HAVANA TIMES – The overwhelming victory of the “Reject” option in the constitutional plebiscite in Chile on Sunday opens an uncertain and complex scenario of dialogue between the government, the different political forces and civil society on how the constituent process initiated after the social outbreak of 2019 should proceed.
For now, the only certainty is that with this result, Chile maintains as its legal framework the current Magna Carta, written in 1980 during the dictatorship of Augusto Pinochet (1973-1990) and partially reformed in democracy.
Article 142 of the current text, referring to the constitutional plebiscite, states that “if the issue posed to the electorate in the ratifying plebiscite is rejected, the current Constitution will remain in force.”

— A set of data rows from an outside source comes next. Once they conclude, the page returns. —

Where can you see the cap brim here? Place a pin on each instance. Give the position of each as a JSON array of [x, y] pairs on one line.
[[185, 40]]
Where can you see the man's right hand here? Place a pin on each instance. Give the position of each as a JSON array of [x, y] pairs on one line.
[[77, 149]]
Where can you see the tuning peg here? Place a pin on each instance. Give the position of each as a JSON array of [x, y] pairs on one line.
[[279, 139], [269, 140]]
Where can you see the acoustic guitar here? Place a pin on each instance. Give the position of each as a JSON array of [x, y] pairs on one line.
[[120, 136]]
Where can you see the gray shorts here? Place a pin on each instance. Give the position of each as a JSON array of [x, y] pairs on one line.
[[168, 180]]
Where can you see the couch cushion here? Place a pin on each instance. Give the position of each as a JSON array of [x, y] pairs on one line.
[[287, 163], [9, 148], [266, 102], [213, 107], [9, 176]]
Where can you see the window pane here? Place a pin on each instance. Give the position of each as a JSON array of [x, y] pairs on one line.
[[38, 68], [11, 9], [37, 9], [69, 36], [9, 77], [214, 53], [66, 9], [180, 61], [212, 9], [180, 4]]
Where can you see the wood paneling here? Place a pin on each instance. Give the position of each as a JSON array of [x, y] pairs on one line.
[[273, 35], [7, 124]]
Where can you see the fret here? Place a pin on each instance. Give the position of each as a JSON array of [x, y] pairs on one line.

“With the triumph of the ‘Reject’ option we continue with the same Constitution, and we depend on the will of the Congress to continue or not with the process,” Julieta Suarez-Cao an academic at the Institute of Political Science of the Catholic University told EFE.
In July, President Gabriel Boric established the road map in case of the disapproval of the constitutional proposal by assuring that “there has to be a new constituent process”—he affirmed—which will last for another year and a half, and in which “everything will have to be discussed again from scratch.”

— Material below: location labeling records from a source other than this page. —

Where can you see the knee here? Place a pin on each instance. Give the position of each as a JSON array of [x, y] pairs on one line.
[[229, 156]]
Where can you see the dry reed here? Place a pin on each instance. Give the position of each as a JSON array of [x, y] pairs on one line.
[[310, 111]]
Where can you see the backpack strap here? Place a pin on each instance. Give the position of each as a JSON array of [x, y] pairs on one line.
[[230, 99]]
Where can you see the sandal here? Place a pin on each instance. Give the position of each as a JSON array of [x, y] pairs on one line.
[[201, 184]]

“We have to reach an agreement on how this new electoral process can be. Boric has already shown an openness with that, which did not exist at the beginning,” adds the director of the pollster Tresquintos, Kenneth Bunquer.

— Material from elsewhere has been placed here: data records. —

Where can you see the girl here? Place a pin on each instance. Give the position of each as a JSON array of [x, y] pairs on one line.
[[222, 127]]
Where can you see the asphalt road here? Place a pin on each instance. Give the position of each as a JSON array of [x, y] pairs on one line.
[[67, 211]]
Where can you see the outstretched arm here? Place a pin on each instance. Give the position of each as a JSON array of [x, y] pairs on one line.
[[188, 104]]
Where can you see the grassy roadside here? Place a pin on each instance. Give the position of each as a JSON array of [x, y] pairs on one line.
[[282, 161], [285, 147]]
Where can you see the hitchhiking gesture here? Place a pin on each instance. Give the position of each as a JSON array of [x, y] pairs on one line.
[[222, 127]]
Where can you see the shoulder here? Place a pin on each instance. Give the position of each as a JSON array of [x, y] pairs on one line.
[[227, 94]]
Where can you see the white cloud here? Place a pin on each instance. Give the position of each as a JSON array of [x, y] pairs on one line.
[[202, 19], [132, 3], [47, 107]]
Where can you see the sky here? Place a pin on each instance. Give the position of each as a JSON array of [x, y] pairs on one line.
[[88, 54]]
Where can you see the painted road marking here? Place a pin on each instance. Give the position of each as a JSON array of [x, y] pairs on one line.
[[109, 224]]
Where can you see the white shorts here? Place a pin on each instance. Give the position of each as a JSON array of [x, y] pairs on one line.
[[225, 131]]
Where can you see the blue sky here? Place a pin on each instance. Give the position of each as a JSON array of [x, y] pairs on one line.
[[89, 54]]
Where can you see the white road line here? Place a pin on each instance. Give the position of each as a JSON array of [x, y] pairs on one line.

In this context, the president assured on Sunday evening that the citizenry had spoken clearly and announced that he has already summoned the leaders of the Congress and representatives of civil society to a meeting this Monday at the Palacio de la Moneda to study the new route and see how to speed it up.
“Tomorrow, the Government could send a message calling for conventional electors, but it is not clear to me that there will be the necessary votes in the Congress to carry it forward, so today’s uncertainty is awful,” Suarez-Cao points out.
Several formulas on the table
In the weeks prior to the plebiscite, several alternatives were put on the table before the possibility of reaching this scenario, as projected by the polls.
Three weeks ago, Congress approved a norm that would facilitates this path, since it reduces the quorum from 2/3 to 4/7 to be able to make reforms to the current Constitution.
That is why, in case the idea of drafting a new text is maintained, other options, for the time being, involve Congress or a Committee of Experts.
Within the group of parties that have defended the Reject option, ranging from the extreme right up to part of the center-left, there is no unanimity or consensus on how to continue the process or through what mechanism to do so.
The far-right extremists of the Republican Party, for example, do not want a new Constitution and their bet is to reform the current one.
“In the coming months, there will be an initial moment of institutional instability because, although there is an agreement that the Constitution must change, the mechanism has not yet been defined,” commented Juan Pablo Araya, a political analyst and professor at the O’Higgins University.
In these definitions, the Congress will assume a new importance and it will be necessary to reach agreements. While the right-wing forces as a whole have the majority, the November parliamentary elections left a very fragmented Parliament.
Boric, impacted
Experts and analysts agree that the result hurts the president and the executive. “It is a serious blow during the first year of the Boric Administration, since the president had put his political capital with the Approve option, says Araya.
“It will be very difficult to implement the government program and maintain unity and stability in the government coalition,” he adds.
Boric played a key role in the signing of an agreement in a transversal way for the combo of political forces in November 2019 and that gave way to the constituent assembly process.
During the campaign he insisted several times on the idea that the process would reach a successful outcome and even as president he spoke in favor of the “yes.”
“It is very hard for me to imagine that, after everything that Chile has gone through, we decided to go back to square one concerning the 1980 Constitution,” he pointed out.
According to Araya, the new scenario precipitates the need to make a change in the cabinet because “it is necessary to reach broad agreements and there are members who have a very worn-out political capital.”
The Minister of the Interior, Izkia Siches, is one of the names who has the possibility of leaving. The new cabinet will have the challenge of managing the new phase of the process.